GroupBy

The GroupBy page is under construction.

A multithreaded approach

One of the most efficient ways to process tabular data is to parallelize its processing via the "split-apply-combine" approach. This operation is at the core of the Polars grouping implementation, allowing it to attain lightning-fast operations. Specifically, both the "split" and "apply" phases are executed in a multi-threaded fashion.

A simple grouping operation is taken below as an example to illustrate this approach:

For the hashing operations performed during the "split" phase, Polars uses a multithreaded lock-free approach that is illustrated on the following schema:

This parallelization allows the grouping and joining operations (for instance) to be blazingly fast!

Check out this blog post for more details.

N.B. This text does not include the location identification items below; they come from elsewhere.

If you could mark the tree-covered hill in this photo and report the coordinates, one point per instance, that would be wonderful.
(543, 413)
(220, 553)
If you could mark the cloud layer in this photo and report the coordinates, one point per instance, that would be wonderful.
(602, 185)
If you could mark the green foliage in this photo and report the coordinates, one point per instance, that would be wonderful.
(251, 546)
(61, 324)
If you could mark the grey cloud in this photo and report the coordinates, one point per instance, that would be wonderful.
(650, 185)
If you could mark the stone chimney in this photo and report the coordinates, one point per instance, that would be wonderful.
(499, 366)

Do not kill the parallelization!

The following is specific to Python, and doesn't apply to Rust. Within Rust, blocks and closures (lambdas) can, and will, be executed concurrently.

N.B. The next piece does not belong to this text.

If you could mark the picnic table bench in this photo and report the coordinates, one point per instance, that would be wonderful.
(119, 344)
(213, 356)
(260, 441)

We have all heard that Python is slow, and does "not scale." Besides the overhead of running "slow" bytecode, Python has to remain within the constraints of the Global Interpreter Lock (GIL). This means that if you were to use a lambda or a custom Python function to apply during a parallelized phase, Polars speed is capped running Python code preventing any multiple threads from executing the function.

This all feels terribly limiting, especially because we often need those lambda functions in a .groupby() step, for example. This approach is still supported by Polars, but keeping in mind bytecode and the GIL costs have to be paid.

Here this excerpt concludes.